The structure of good and evil within the show is also elaborated upon and it is so interesting and yet relatable. Is it wrong for a person to innocuously start a really annoying trend, like a waiter seeing an empty plate and saying “I see you hated it?” Is it okay to murder someone if your intent is solely to make someone else’s life better? Are burritos better when coated with a dash of envy? I didn’t even know I needed the answer to some of these.
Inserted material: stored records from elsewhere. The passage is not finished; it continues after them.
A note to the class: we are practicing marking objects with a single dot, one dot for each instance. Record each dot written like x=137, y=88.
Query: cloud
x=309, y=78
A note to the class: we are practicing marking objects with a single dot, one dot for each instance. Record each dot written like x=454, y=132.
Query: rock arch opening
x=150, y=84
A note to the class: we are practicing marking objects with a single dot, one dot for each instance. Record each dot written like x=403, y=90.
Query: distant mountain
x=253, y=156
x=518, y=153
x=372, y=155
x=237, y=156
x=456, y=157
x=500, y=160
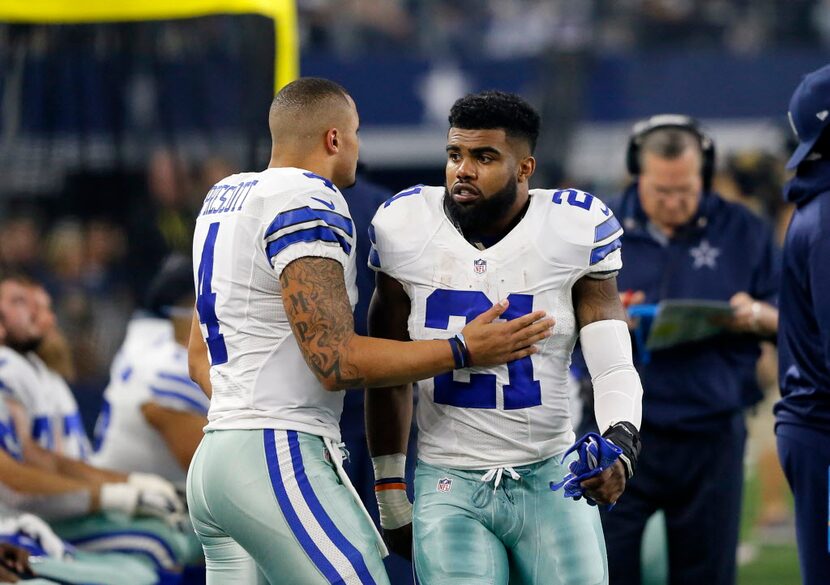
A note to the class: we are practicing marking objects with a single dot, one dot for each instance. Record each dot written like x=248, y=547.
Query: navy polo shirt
x=725, y=249
x=804, y=329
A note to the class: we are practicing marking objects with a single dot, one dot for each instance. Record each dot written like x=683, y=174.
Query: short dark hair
x=497, y=110
x=669, y=143
x=307, y=92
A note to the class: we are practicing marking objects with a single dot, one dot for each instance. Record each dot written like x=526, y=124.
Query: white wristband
x=119, y=497
x=390, y=491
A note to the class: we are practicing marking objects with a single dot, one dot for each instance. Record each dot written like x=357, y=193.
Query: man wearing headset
x=682, y=241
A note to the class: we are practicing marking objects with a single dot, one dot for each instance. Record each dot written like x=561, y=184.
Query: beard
x=23, y=346
x=479, y=217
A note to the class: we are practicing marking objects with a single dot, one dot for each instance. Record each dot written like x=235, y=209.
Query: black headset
x=643, y=128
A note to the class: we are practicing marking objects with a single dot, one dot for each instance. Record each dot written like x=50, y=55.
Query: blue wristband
x=466, y=362
x=457, y=353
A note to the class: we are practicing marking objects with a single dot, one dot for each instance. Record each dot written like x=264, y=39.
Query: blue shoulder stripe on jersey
x=306, y=214
x=600, y=252
x=193, y=403
x=318, y=233
x=607, y=228
x=374, y=258
x=326, y=182
x=411, y=191
x=42, y=432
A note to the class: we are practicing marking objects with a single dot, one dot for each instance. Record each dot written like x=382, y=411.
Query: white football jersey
x=251, y=226
x=126, y=441
x=67, y=426
x=20, y=381
x=519, y=413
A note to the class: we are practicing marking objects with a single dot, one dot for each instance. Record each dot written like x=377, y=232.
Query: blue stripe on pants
x=300, y=532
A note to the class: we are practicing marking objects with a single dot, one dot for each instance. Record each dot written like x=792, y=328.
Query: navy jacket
x=804, y=326
x=725, y=249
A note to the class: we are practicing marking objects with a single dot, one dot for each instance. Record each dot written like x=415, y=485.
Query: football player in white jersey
x=67, y=427
x=154, y=412
x=491, y=438
x=275, y=280
x=70, y=488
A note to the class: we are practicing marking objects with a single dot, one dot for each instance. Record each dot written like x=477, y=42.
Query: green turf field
x=771, y=564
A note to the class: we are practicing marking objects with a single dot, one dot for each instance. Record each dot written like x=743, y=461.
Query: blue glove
x=595, y=456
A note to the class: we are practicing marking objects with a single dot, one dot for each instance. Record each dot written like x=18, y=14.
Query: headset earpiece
x=644, y=127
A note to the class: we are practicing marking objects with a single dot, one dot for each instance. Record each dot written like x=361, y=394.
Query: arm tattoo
x=597, y=300
x=321, y=317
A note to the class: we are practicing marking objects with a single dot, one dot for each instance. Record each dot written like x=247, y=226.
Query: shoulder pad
x=584, y=226
x=400, y=228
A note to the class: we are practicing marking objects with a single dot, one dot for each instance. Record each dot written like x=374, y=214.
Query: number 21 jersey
x=518, y=413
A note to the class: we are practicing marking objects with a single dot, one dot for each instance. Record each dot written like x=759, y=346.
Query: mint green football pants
x=522, y=533
x=270, y=507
The main thing about this season is that it feels like a very different show, while still being almost the same at its emotional core. The characters still relate to each other much the same ways they did during the last season, even if the background behind their connections has changed. They’re going through different challenges, however, and those struggles don’t feel at all like the things they were dealing with in the last season. Then, several episodes even change the setting and the stakes, making a lot of the actions feel more urgent than they were before. It’s a great ramp-up to the finale, which, itself, changes the show’s framework. This isn’t a show where the characters stay the same, they grow and change and the show changes so that it continues to make sense. Brilliant storytelling.
The acting and writing in this season is just as good, if not better, than the last one, so see yesterday’s review if you want to know my opinions on that (hint: GREAT!). Some notable additions are Jason Mantzoukas as Derek, the fake rebound guy that Janet builds, Dax Shepard as Chet, the demon who tortures people with toxic masculinity, and Maya Rudolph as Judge Gen. Mantzoukas plays a character who literally doesn’t follow any laws of human development, since he was spontaneously created, which he somehow pulls off, never seeming even close to a regular person in the funniest way possible. Shepard doesn’t get a huge role, but, like Adam Scott in season 1, he portrays a hilariously douchey take on the traditional demon idea, being not an old-school evil figure, but a more modern version of dickish evil. And Maya Rudolph is Maya f*cking Rudolph, if you need more than that, I advise you to go watch anything Maya Rudolph is in, particularly Idiocracy. She’s amazing and you should pay respect to her.
Overall, when this season ended I was just pissed off that I was going to have to wait a year to watch the next one. If that’s not a sign of quality television, I don’t know what is. The next season starts this month on NBC, so get caught up and watch, people.